How Bananas Compare to Other Fruits
Stacking bananas against other common fruits helps put the numbers in perspective. A cup of fresh raspberries delivers about 3.3 grams of total fiber (and raspberries are one of the highest-fiber fruits you can eat). Half a small banana provides about 1.1 grams. Fifteen small grapes give you just 0.5 grams. For a full medium banana, you’re looking at roughly 3 grams, which is comparable to a medium apple or orange.
Bananas land squarely in the middle tier. They have more fiber than watermelon, grapes, or pineapple, but less than raspberries, pears, or avocados. If you’re trying to increase your fiber intake, bananas contribute but aren’t the most efficient choice per calorie.
Why Bananas Appear on Low-Fiber Diets
If bananas have a moderate amount of fiber, why do doctors include them on low-fiber and low-residue diets? The answer comes down to how bananas behave in your gut, not just the raw fiber number. Ripe bananas are soft, easy to digest, and don’t leave much undigested residue in the intestines. Clinical low-residue diet guidelines from UCSF specifically list ripe bananas as an approved food alongside applesauce, canned fruit, and pulp-free juice.

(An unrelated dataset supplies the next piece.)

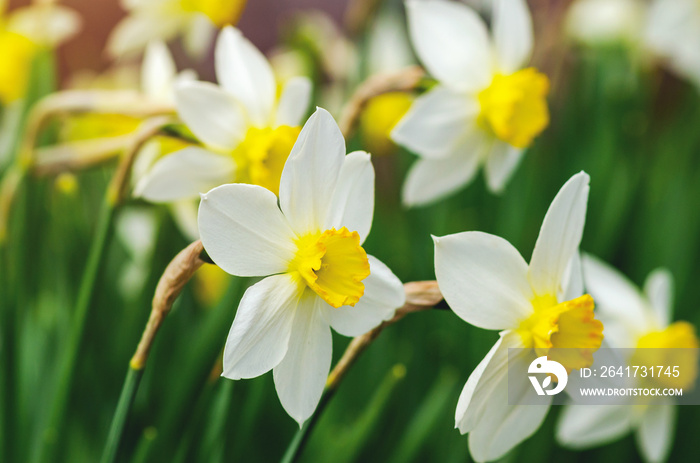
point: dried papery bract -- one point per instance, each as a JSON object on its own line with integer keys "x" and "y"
{"x": 176, "y": 275}
{"x": 174, "y": 278}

Ripe bananas also contain pectin, a type of soluble fiber that can actually help firm up loose stools. A study on children with persistent diarrhea found that green banana and pectin reduced stool weight by about 50 percent and improved the lining of the small intestine. This is why the old BRAT diet (bananas, rice, applesauce, toast) has long been recommended for upset stomachs. The banana’s fiber is gentle enough to be tolerated even when your digestive system is struggling.
The key distinction on low-fiber diets is that the banana must be ripe. Green or unripe bananas, with their high resistant starch content, would defeat the purpose.
What This Means for Your Diet
If you’re trying to eat more fiber, bananas are a decent contributor but not a standout. Eating one medium banana gives you about 3 grams toward your 25 to 30 gram daily goal. Choosing a slightly less ripe banana (still yellow but firm, not spotty) will give you a bit more resistant starch and fiber than a very ripe one.
If you’re on a low-fiber diet for medical reasons, ripe bananas are one of the few fruits you can eat freely. They’re tolerated well after surgery, during digestive flare-ups, and in conditions where minimizing intestinal residue matters. Stick with soft, fully ripe bananas and avoid green ones in this case.
For most people eating a regular diet, a banana is a solid source of potassium and quick energy that happens to carry a moderate amount of fiber along with it. It’s not low fiber in the way that, say, white bread or fruit juice is. But it’s also not the fruit to reach for if fiber is your primary goal.